Matthew Green, a Johns Hopkins University Information Security Institute crypto researcher, is the experts who led the fundraising in order to audit the Truecrypt source; in an interview with Brian Krebs, he says that he intends on continuing the work:

"There are a lot of things they could have done to make it easier for people to take over this code, including fixing the licensing situation," Green said. "But maybe what they did today makes that impossible. They set the whole thing on fire, and now maybe nobody is going to trust it because they'll think there's some big evil vulnerability in the code."

Green acknowledged feeling conflicted about today's turn of events, and that he initially began the project thinking TrueCrypt was "really dangerous."

"Today's events notwithstanding, I was starting to have warm and fuzzy feelings about the code, thinking [the developers] were just nice guys who didn't want their names out there," Green said. "But now this decision makes me feel like they're kind of unreliable. Also, I'm a little worried that the fact the we were doing an audit of the crypto might have made them decide to call it quits."

Whether or not volunteer developers pick up and run with the TrueCrypt code to keep it going, Green said he's committed to finishing what he started with the code audit, if for no other reason than he's sitting on $30,000 raised for just that purpose.

The recent Heartbleed vulnerability demonstrated that even code that is widely used and widely examined can harbor long-lived critical bugs. As Green points out, the spectacular and mysterious blow-off from the anonymous Truecrypt team means that even if the code is given a clean bill of health from its auditors, it may be hard to convince people to trust it ever again.

Truecrypt's own warning suggests that users try Bitlocker, the proprietary Microsoft full-disk encryption tool that relies on the on-board Trusted Computing Module to attain a high degree of security.
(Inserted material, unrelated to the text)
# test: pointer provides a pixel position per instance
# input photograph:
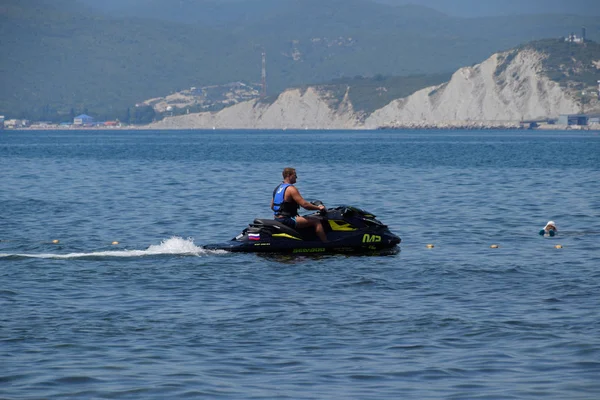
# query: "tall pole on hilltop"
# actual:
(263, 83)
Microsoft itself has a deservedly poor reputation for standing up to government demands to weaken its products' security, but Peter Biddle, one of the architects of Trusted Computing and Bitlocker, has previously told me that he was repeatedly approached by frustrated federal agents who couldn't decrypt Bitlocker partitions, and I believe him, based on my personal knowledge of his character and work.
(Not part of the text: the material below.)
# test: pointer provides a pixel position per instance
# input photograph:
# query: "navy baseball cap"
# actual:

The free/open source world has some good solutions, like LUKS and dm-crypt, both of which come pre-installed on popular GNU/Linux versions like Ubuntu. The Ubuntu installer has a nice front-end to this stuff, allowing you the option of encrypting your whole disk while you install your OS.

In the meantime, the cause of the shutdown remains a mystery. This Reddit netsec thread is full of juicy speculation about the cause and suggestions for alternatives to Truecrypt.

I'd be interested in hearing your thoughts on alternatives to Truecrypt, and your overall data-security practices. Do you have a "plausible deniability" strategy for your own sensitive data?